Alman Milli Takımı’nın Rusya 2018 finallerindeki başarısızlığının faturasının milli takımın teknik direktörüne değil futbolculara özellikle de Türk asıllı Mesut Özil’e kesilmiş olması büyük bir haksızlıktır. Ancak bunun da ötesinde cumhurbaşkanımız Tayyip Erdoğan ile fotoğraf çektirdiği için karşı karşıya kalmış olduğu davranışların ırkçılık boyutuna varmış olması Almanya açısından çok daha kötü bir duruma işaret etmektedir. Mesut Özil’in milli takımı bırakma kararını açıklarken ‘bu formayı büyük bir heyecan ile giyiyordum ama artık böyle değil. Kazanınca Alman, kaybedince göçmen oluyorum. Irkçılık kabul edilemez’ tweeti ile duyurdu.
Söz konusu tweetin yankıları ise son derece büyük oldu.
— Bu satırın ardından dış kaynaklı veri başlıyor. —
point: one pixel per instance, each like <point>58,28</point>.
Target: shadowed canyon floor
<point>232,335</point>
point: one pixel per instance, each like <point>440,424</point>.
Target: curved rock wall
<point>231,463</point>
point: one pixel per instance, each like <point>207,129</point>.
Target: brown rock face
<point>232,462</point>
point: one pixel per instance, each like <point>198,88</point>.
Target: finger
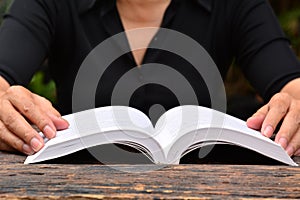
<point>255,122</point>
<point>17,125</point>
<point>289,127</point>
<point>59,122</point>
<point>24,102</point>
<point>294,145</point>
<point>278,108</point>
<point>10,142</point>
<point>52,113</point>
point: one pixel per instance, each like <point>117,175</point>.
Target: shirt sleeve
<point>25,37</point>
<point>262,49</point>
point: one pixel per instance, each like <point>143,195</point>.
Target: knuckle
<point>42,122</point>
<point>17,144</point>
<point>28,136</point>
<point>9,120</point>
<point>28,107</point>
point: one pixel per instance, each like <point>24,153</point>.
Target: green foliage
<point>288,15</point>
<point>40,86</point>
<point>290,22</point>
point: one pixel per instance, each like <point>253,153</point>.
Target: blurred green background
<point>288,12</point>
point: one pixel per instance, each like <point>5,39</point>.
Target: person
<point>64,32</point>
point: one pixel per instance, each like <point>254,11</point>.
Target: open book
<point>176,133</point>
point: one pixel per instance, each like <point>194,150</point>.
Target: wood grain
<point>86,181</point>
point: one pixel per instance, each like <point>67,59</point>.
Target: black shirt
<point>65,31</point>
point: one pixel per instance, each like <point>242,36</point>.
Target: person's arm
<point>283,107</point>
<point>25,39</point>
<point>272,68</point>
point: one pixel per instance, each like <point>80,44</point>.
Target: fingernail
<point>297,153</point>
<point>49,132</point>
<point>27,149</point>
<point>268,131</point>
<point>290,150</point>
<point>35,144</point>
<point>283,142</point>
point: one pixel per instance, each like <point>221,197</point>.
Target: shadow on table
<point>220,154</point>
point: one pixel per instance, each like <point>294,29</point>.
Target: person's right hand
<point>19,110</point>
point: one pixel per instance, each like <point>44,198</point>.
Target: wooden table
<point>90,181</point>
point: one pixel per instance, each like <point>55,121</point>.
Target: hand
<point>19,108</point>
<point>281,108</point>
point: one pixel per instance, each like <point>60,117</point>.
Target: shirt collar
<point>85,5</point>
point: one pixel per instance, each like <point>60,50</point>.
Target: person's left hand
<point>284,109</point>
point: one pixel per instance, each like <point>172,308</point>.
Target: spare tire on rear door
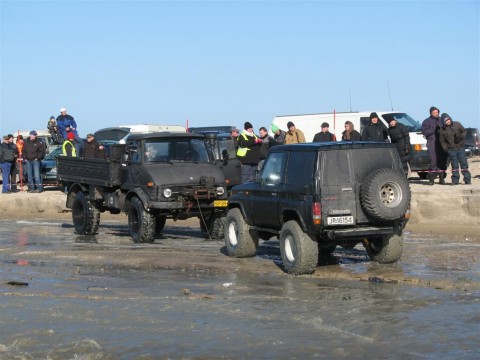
<point>385,194</point>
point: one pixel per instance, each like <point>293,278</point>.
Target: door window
<point>272,169</point>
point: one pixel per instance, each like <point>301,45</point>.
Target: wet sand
<point>438,209</point>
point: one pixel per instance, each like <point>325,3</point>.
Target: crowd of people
<point>23,157</point>
<point>445,139</point>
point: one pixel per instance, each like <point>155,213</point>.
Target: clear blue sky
<point>227,62</point>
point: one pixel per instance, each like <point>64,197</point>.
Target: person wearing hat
<point>350,134</point>
<point>66,123</point>
<point>53,130</point>
<point>68,147</point>
<point>437,156</point>
<point>400,137</point>
<point>33,154</point>
<point>248,153</point>
<point>452,139</point>
<point>234,136</point>
<point>375,131</point>
<point>294,135</point>
<point>325,135</point>
<point>92,149</point>
<point>278,134</point>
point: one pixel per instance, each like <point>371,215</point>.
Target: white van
<point>310,124</point>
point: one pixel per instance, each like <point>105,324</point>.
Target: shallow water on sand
<point>82,302</point>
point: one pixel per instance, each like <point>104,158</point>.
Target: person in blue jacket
<point>437,156</point>
<point>66,123</point>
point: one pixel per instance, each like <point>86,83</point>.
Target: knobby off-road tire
<point>85,216</point>
<point>299,250</point>
<point>215,226</point>
<point>160,223</point>
<point>385,195</point>
<point>240,240</point>
<point>326,249</point>
<point>140,222</point>
<point>384,250</point>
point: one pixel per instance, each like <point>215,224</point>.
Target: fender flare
<point>73,191</point>
<point>136,192</point>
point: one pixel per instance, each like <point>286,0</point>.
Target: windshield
<point>404,119</point>
<point>111,134</point>
<point>172,150</point>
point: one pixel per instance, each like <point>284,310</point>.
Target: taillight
<point>317,213</point>
<point>407,213</point>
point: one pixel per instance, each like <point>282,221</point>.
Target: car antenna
<point>388,87</point>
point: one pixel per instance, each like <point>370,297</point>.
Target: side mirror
<point>125,158</point>
<point>258,177</point>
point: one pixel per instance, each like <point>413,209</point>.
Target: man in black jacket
<point>400,137</point>
<point>375,131</point>
<point>8,154</point>
<point>92,149</point>
<point>325,135</point>
<point>33,154</point>
<point>452,140</point>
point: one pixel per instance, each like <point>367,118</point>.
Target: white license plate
<point>340,220</point>
<point>220,203</point>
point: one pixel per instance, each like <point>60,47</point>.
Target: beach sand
<point>438,209</point>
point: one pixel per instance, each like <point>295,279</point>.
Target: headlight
<point>167,193</point>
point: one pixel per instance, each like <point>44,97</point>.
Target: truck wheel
<point>85,216</point>
<point>140,222</point>
<point>213,226</point>
<point>422,175</point>
<point>385,249</point>
<point>240,240</point>
<point>160,223</point>
<point>264,235</point>
<point>385,195</point>
<point>299,251</point>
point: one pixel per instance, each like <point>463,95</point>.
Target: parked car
<point>472,140</point>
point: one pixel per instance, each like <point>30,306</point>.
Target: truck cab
<point>153,177</point>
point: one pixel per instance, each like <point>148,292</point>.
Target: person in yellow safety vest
<point>68,149</point>
<point>294,135</point>
<point>248,152</point>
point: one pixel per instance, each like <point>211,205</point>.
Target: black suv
<point>320,195</point>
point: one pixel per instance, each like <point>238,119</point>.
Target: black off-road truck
<point>320,195</point>
<point>153,177</point>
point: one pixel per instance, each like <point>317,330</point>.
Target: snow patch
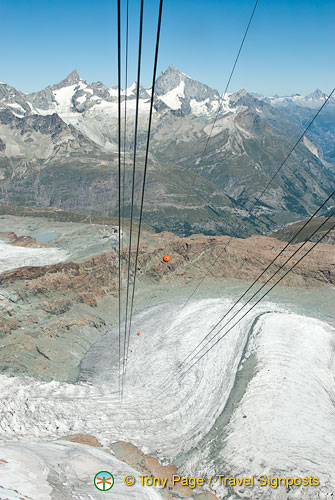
<point>171,98</point>
<point>12,257</point>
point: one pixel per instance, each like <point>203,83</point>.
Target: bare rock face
<point>23,241</point>
<point>146,464</point>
Gerek Alman kamuoyunda gerekse de dünyada karşılık bulan bu açıklamalar bir anlamda içinde bulunduğumuz sürecin daha iyi anlaşılması açısından da derin anlamlar taşımaktadır. Akışkan modernitenin toplumsal hayatlarımıza katmış olduğu hareket olgusu ve bunun yaşantılarımız üzerindeki derin etkilerini en net görebildiğimiz yerlerden bir tanesi hiç kuşkusuz futbol sahalarıdır. Dünya kupası vesilesi ile de belirtmeye çalışmıştım, şu anda egemen olan anlayışın Fransa örneğinde görmüş olduğumuz üzere, göçmenlerin ulusal takım forması altında sahaya sürülmeleridir.
Futbolun parlak yıldızları altında pek dikkatimizi çekmeyen ama biraz derine indiğimizde hep orada olduğunu gayet iyi bildiğimiz büyük bir sorundur ırkçılık. Her ne kadar FIFA ve UEFA yetkilileri bu büyük sorunla mücadele etmek için büyük uğraşlar veriyor olsalar da içinde yaşanılan dünyadaki siyasal gelişmeler, söz konusu olgunun azalmasını değil tam tersine daha da karmaşıklaşmasının önünü açıyor. Tüm dünyada yaşanan mülteci krizleri ve aşırı sağcı partilerin yükselişi bu açıdan tesadüf değil.
İşte bu noktada Alman Milli Takımı’nın önemli kozlarından bir tanesi olan Mesut Özil’in karşı karşıya kalmış olduğu muamele son derece üzüntü vericidir. Ayrıca bu durum Alman futbol tarihi açısından da öyle kolaylıkla geçiştirilebilecek bir örnek değildir. Söz konusu olan açıklamaların futbolun yanı sıra siyaset sahnesine de yansımaları olacaktır. Ayrıca bütün bu olup bitenlerden özellikle Almanya’da daha demokratik bir hayatı savunan kesimler daha çok etkileneceklerdir.
Mesut Özil’in top koşturduğu İngiltere’nin Arsenal kulübü, Unai Emery’in futbolcuları etrafına topladığı bir fotoğrafı paylaşarak yazdığı tweete ‘Çeşitliliğimiz özel bir kulüp olma nedenimizin büyük bir parçasıdır. Hep birlikte! Herkes için Arsenal’ ifadesini kullandı. Futbol dünyasının içinden geçtiğimiz küreselleşme döneminde farklılıkların bir araya gelmesinin yanı sıra birbirine karşı saygı göstermeyi de anlamasına yarayan son derece önemli bir yanı bulunuyor. Bu noktada ırkçılığın ve her türlü ayrımcılığın ortadan kaldırılabilmesi için başta futbolcular olmak üzere bu spora gönül veren herkesin daha fazla seslerini yükseltmeleri icap ediyor.
Irkçılık öyle söylendiği gibi bir çocukluk hastalığı falan değildir! Irkçılık özellikle 21. yüzyılda aşırı sağ söylemlerle daha da depreşen ve içinden geçilen ekonomik, siyasal ve sosyal şartların getirileri ile birlikte beslenip büyütülen bir olgudur. Üstün insan formunu farklı boyutlarla ama dönüp dolaşıp aynı yerden beslenen noktalarla sürdüren bir yaklaşımın adıdır. İster futbol sahalarında isterse meydanlarda karşı karşıya gelelim her zaman tehlikeli ve insanlığın baş belası bir yaklaşımdır.
Irkçılık, futbolun ve insanlığın ortak bir belası olarak hayatlarımızda var olmayı sürdürecektir ancak onunla başa çıkacak insanlar da yine bu kültürün içerisinde farklılıklara sahip çıkarak büyüyenler olacaktır.